Mais l’ancien journaliste poursuit avec une confidence qui éclaire sa situation actuelle. Avec un fils installé à New York, poursuivant ses études à la prestigieuse Manhattan School of Music, les charges restent importantes. « J’ai intérêt à bosser à côté quand même », avoue-t-il sans détour. Cette nécessité de compléter sa retraite brise définitivement l’image d’une vie télévisuelle synonyme d’aisance financière absolue.
La réalité économique des professionnels de la télévision s’avère donc bien plus nuancée que les apparences ne le laissent supposer. Et Jacques Legros n’en a pas fini avec les révélations sur les coulisses de sa carrière.

La Vraie Réalité Du Statut De « Joker » Sur TF1
Cette différence entre perception et réalité trouve son explication dans un détail méconnu du public. Pendant des années, Jacques Legros n’était pas le titulaire du journal de 13 heures, mais son remplaçant attitré. Un statut de « joker » qui change radicalement la donne financière.

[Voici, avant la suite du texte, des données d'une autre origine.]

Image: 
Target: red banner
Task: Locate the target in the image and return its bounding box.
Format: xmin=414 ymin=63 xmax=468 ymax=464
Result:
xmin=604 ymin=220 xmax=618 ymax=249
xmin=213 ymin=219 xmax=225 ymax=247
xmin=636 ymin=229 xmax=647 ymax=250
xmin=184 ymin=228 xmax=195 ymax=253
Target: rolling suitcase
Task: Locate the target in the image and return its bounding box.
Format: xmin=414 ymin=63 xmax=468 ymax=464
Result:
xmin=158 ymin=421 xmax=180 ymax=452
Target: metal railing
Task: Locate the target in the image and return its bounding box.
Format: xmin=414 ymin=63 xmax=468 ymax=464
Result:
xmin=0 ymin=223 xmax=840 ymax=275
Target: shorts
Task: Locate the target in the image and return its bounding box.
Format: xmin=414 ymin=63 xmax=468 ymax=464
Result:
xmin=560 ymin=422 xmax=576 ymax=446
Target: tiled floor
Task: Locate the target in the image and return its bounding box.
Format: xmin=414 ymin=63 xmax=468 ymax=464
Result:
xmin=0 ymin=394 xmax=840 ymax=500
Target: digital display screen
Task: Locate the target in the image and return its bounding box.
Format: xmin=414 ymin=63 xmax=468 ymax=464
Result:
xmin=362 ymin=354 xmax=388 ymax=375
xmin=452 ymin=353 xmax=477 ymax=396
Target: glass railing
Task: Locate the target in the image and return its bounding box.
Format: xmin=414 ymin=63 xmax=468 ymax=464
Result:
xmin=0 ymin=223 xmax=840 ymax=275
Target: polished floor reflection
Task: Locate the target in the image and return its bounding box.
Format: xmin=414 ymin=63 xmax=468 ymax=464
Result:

Certes, chaque édition du journal télévisé était rémunérée environ 2 000 euros, un tarif qui paraît généreux. Mais contrairement à Jean-Pierre Pernaut ou Marie-Sophie Lacarrau, qui présentaient quotidiennement le JT, Jacques Legros n’intervenait qu’en cas d’absence du titulaire. Quelques jours par mois seulement, parfois moins selon les périodes.
« C’est là où tout le monde s’est trompé. Tout le monde a cru que j’étais richissime, mais pas du tout ! » confie-t-il à Jordan de Luxe. Cette méprise s’explique aisément : à l’écran, rien ne distingue le présentateur principal de son remplaçant. Le téléspectateur voit le même professionnalisme, la même présence. Il imagine donc les mêmes revenus.